But one of them is now occupied by Council President Francis Acosta, who uses it several times a week to meet with people and groups who want to talk about city issues.
Acosta is an assistant manager at Fulton Bank’s branch on North Fifth Street.
He said too many visitors with questions or suggestions or complaints about the city were stopping by his bank office, straining the relationship with his bosses.
So he called Mayor Vaughn Spencer last year to ask if he could use one of City Hall’s empty offices instead.
The first two first-floor locations didn’t work for various reasons. Acosta finally got an office on the second floor, not far from City Clerk Linda Kelleher’s office. It’s a spot council uses for committee meetings.
Acosta’s office opened in early July.
He said he’s there two or three evenings a week, after his banker’s job ends.
The city gave the office a new coat of paint, but Acosta said he provided most of the furnishings, such as his desk and the photos and decorations on the walls. It’s not overstuffed; it’s functional.

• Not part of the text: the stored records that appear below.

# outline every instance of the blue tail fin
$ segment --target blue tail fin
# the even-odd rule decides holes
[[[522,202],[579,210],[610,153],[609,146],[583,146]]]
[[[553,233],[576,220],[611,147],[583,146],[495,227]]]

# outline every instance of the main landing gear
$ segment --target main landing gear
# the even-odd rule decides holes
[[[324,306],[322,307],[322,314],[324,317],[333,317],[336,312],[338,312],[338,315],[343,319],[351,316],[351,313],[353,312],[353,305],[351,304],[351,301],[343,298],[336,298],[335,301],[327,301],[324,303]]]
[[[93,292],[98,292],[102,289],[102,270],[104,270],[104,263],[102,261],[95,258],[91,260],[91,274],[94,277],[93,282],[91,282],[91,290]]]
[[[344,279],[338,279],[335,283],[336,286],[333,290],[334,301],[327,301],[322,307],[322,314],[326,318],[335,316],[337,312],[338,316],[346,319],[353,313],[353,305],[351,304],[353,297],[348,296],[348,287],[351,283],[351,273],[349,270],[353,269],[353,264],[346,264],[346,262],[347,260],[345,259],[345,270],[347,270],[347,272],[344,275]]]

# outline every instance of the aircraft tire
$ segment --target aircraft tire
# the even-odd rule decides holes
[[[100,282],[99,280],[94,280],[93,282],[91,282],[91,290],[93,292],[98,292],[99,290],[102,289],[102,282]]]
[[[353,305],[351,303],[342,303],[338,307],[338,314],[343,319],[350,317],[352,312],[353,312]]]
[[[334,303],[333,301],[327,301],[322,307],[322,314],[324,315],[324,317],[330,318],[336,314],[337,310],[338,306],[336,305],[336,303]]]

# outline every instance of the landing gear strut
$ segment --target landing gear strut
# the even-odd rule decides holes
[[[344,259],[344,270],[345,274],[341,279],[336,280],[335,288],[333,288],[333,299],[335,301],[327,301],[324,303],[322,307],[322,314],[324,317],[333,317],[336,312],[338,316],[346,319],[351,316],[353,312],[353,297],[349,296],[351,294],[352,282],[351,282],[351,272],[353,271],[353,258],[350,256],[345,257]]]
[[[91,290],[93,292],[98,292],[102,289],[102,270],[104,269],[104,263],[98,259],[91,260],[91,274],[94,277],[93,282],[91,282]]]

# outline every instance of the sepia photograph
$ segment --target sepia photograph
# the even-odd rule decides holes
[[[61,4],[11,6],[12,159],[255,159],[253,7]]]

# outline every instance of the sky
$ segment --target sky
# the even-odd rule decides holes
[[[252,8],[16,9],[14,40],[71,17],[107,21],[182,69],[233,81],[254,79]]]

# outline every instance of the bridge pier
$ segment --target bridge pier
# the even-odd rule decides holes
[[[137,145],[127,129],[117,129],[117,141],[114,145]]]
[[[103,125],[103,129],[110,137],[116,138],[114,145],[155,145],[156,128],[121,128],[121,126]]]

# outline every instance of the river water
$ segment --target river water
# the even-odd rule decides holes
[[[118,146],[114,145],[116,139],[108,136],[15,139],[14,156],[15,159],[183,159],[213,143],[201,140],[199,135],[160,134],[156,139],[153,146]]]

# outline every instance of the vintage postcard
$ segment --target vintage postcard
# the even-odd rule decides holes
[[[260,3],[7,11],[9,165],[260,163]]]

Other than the paint and the electricity for the lights, it’s not costing the city anything, he said.
But it’s saving his hide at the bank.
???
Reading’s Gateway Initiative is focused on prettying up the “Welcome to Reading” signs at each of the city’s 16 major entrances.
Those entrances range from the Penn and Bingaman and Buttonwood Street bridges to Oak Lane, Kutztown Road and Perkiomen Avenue.
Some of the signs are missing, and some are on the wrong side of the street.
However, Initiative leader Steve Harrity said the group wants to get a common design for more decorative signs, and maybe also landscaping around them.
Good ideas, but council members had other ideas at last week’s update.
Councilman Jeff Waltman said work on the bigger ones first: the Penn Street Bridge and the Lindbergh Viaduct.
He said he’s embarrassed because the recently renovated Lindbergh Viaduct already is covered in weeds.
“If we can’t keep it clean, the signs don’t matter,” he said.
True, true, but this is not a question of which should come first. Both should.